It was now admitted by the whole of the company that only keep off any glaring annoyance, and the police would never say you did wrong.

“Well, well,” observed Jack, “I believe, after all, London is still the place. I was once put into limbo in Norfolk, fourteen days, for simply asking a gentleman for a little money, and —— me, if the constables there won’t swear that old Belzebub is white, sooner than they will let a man clear. And now,” said he, shaking the ashes out of his pipe, “I must to work once more, or else there will be short allowance to-morrow, I know.”

At this there was a general movement among the company; even the sluggard himself raised up his heavy lump of a body, as if necessity had just given him a call,—yawned, and fumbled with his hands about his head and breast. For, be it known, that those ease-loving people have as great a respect for the Sabbath, as Sir Andrew Agnew himself; not that they care anything for such a place as a church, but for that inherent dislike which the whole tribe have to anything in the shape of labour, and which induces them to make an extra push on a Saturday night, in order that they may enjoy the Sunday as a holiday, with the rest of the labouring classes. It must likewise not be forgotten, that the police are rather indulgent on a Saturday night, but more watchful on the Lord’s day.

“Where shall we stand?” demanded a tape and thimble seller to a dealer in matches. “Tottenham Court, or Clare Market.”

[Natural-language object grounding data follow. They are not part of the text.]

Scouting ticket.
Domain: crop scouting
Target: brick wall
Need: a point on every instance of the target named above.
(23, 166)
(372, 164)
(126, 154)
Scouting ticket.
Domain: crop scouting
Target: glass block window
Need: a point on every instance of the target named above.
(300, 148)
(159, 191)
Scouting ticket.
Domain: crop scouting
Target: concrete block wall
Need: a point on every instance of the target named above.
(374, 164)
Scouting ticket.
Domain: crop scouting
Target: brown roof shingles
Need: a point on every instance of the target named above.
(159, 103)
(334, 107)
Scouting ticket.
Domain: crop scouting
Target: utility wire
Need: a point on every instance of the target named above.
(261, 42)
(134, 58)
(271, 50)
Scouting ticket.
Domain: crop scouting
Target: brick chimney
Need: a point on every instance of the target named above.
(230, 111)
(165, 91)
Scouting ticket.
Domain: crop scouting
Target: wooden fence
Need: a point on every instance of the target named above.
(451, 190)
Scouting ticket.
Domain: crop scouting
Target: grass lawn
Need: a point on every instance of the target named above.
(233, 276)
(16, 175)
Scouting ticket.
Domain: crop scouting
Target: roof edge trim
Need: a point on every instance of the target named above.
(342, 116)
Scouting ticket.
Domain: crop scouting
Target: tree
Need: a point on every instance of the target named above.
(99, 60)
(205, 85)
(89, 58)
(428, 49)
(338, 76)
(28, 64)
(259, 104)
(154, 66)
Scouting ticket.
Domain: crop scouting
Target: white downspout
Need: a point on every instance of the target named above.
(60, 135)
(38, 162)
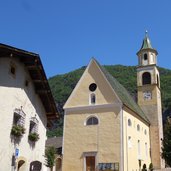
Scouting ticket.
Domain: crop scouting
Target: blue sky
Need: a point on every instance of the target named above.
(67, 33)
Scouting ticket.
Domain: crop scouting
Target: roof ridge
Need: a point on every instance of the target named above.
(122, 93)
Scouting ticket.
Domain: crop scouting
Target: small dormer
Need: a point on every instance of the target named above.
(147, 55)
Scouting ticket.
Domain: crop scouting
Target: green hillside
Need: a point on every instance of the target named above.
(62, 85)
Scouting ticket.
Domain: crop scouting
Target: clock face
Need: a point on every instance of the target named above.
(147, 95)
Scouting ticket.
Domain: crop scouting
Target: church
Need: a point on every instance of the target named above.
(105, 129)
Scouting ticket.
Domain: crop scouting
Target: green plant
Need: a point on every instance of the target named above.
(151, 167)
(33, 137)
(144, 167)
(50, 157)
(17, 130)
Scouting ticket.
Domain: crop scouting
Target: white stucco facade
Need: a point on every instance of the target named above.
(15, 94)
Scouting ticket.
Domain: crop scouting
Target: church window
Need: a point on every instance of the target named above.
(129, 142)
(19, 117)
(92, 87)
(129, 122)
(145, 132)
(146, 150)
(138, 127)
(12, 69)
(146, 78)
(145, 56)
(33, 125)
(139, 149)
(92, 98)
(92, 121)
(158, 80)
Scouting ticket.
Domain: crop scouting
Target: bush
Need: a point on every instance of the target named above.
(17, 130)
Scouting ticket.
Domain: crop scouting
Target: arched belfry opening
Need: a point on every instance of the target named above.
(146, 78)
(158, 81)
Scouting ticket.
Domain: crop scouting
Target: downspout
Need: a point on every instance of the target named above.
(122, 140)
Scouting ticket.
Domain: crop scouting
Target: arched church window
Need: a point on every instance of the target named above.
(138, 127)
(145, 57)
(158, 80)
(92, 121)
(146, 78)
(129, 122)
(139, 149)
(92, 98)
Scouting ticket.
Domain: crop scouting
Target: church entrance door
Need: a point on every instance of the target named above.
(90, 163)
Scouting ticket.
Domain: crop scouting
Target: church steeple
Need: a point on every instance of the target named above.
(147, 54)
(149, 97)
(146, 42)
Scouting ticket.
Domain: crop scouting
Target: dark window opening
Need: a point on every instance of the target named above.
(92, 121)
(92, 87)
(93, 98)
(33, 125)
(145, 56)
(146, 78)
(19, 117)
(12, 70)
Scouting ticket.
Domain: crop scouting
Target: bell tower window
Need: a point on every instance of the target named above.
(146, 78)
(92, 98)
(145, 57)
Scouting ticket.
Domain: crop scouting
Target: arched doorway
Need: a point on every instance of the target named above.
(35, 166)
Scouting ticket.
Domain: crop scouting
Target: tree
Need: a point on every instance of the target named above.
(50, 157)
(166, 149)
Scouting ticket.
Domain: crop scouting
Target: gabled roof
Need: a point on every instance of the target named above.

“Clare Market, to be sure!” answered the other; “and we will have a drop of rum at the new gin-shop. I had half a pint there this morning with Morgan, and it was prime.”

“Come, Blacksmith,” (the name given to the fellow whom we had designated the sloth,) said a half-naked lad, with a strong Irish accent, “Come, boy, come, we must be dodging.”

“Aye,” replied his heavy crony, “I suppose we must. Have you got any browns (pence) about you, Paddy?”

“Yes,” said the Hibernian, “I can sthand a quarthern.”

“Then, we’ll go.”

And accordingly they prepared, the sluggard in a soldier’s flannel jacket, and a tattered pair of breeks, which was all that he considered requisite for the weather and his own particular profession. Paddy, a lean, pale-faced lad of eighteen, whose features bore the look of emaciation, from the continual use of tobacco—the pipe or quid never being out of his mouth, save at meals, (a short black stump now ornamented his jaws)—with a shirt upon his back that had been as much acquainted with soap as the owner’s skin, and a thin pair of canvass trousers, was the finish complete to this vagabond’s costume. Away they went, in the true shipwrecked sailor-begging style—their arms folded, bodies bent, and lifting their feet at every step, as if they were afraid to touch the ground for cold, and which contributed to give them that rocking gait so peculiar to the sons of the ocean—their whole frames, too, shivering as if the frosty breath of Old Winter was stealing through their veins:—the sluggard to whine and cry for melting charity at the foot of Ludgate Hill, and Paddy, in his shirt, to cadge, at ten o’clock at night, in the windiest nook on Blackfriars Bridge.